As for religion's regard for non-human animals, it will really depend upon the religion. The religions of South and East Asia (Buddhism and Hinduism, for examples) tend to value animals more greatly than those with their roots in the Middle East (Judaism, Christianity, and Islam). Recall that in Genesis, we are told that God gave human beings dominion over non-human animals, with the implication that the other animals came into existed for our use (e.g. as food, or as beast of burden).

If it was proved tomorrow that plants can feel pain, what would happen to the

If it was proved tomorrow that plants can feel pain, what would happen to the arguments of vegetarians who are vegetarians because they don't believe in causing animals pain?

The main way we cause pain to aminals is through the way we raise them in factory farms, so even if plants could feel pain (though like Richard, I bet they don't), we might be able to grow and harvest them without causing them any more pain than, say, we cause a free-range chicken. But if forcing them to grow in those straight rows causes them severe and prolonged distress....

If Cheese is made of bacteria culture, and bacteria is alive, is it wrong to eat

If Cheese is made of bacteria culture, and bacteria is alive, is it wrong to eat cheese and yogurt? Or plants and anything else that is alive? If so, why do we have laws to protect people, animals, and other multi-organism beings, but not bacteria, which plays just as inportant, or even a more important role, than say a cat?

What role? Not the role of my companion. What makes a role "important"? Note that much of the "role" bacteria plays is that of food for other organisms. Like that of Titus Andronicus, some important roles end in suffering and death.

So, I don't think the concept of "important role" will explain laws prohibiting the killing and tormenting of various organisms. For my own part, I look to three features of some organisms that distinguish them from others and justify protections and cultivation: (1) the capacity for conscious suffering; (2) the capacity to engage in projects and practices of value (like writing philosophy, making art, building just societies, sustaining families, advanciing learning and wisdom); and (3) the capacity to contribute to the diminishment of conscious suffering and or the support of projects and practices of value. This set of criteria provides a hierarchy of organisms, but not a terribly clean one (I like that about it). Some bacteria are worthy of protction or cultivation because of 3. Cats share 1 and 3, maybe a bit of 2. Humans 1, 2, and 3 in clear and compelling ways--usually, but not always.

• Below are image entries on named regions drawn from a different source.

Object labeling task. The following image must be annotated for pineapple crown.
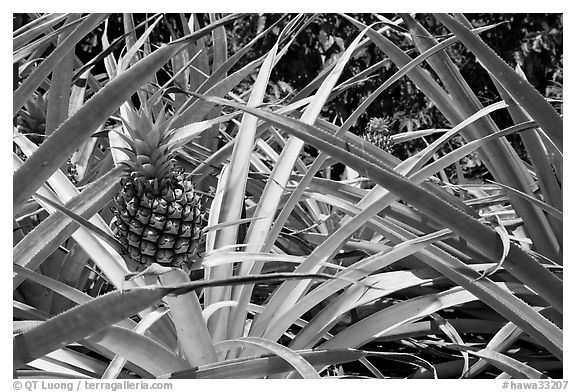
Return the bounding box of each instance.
[115,106,181,180]
[18,93,48,134]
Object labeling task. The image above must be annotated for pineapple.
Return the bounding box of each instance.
[111,108,202,267]
[362,118,394,152]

Why do vegetarians, vegans, etc. propose a different set of rules for animals?

Why do vegetarians, vegans, etc. propose a different set of rules for animals? After all, humans are animals too. Why can a lion kill and eat an antelope wheras a human cannot? Why does it matter that we do not 'need too'?

I agree with Alex that animals are not morally accountable: they cannot be morally blameworthy (or praiseworthy). What is harder to explain is why we don't have a responsibility to prevent animals from hurting each other. This is an unnatural thought, yet perhaps technically we would have this responsibility, if we could also find an alternative diet for the natural carnivores. But given how awful is our own treatment of animals, we should perhaps concentrate on getting our own act together first.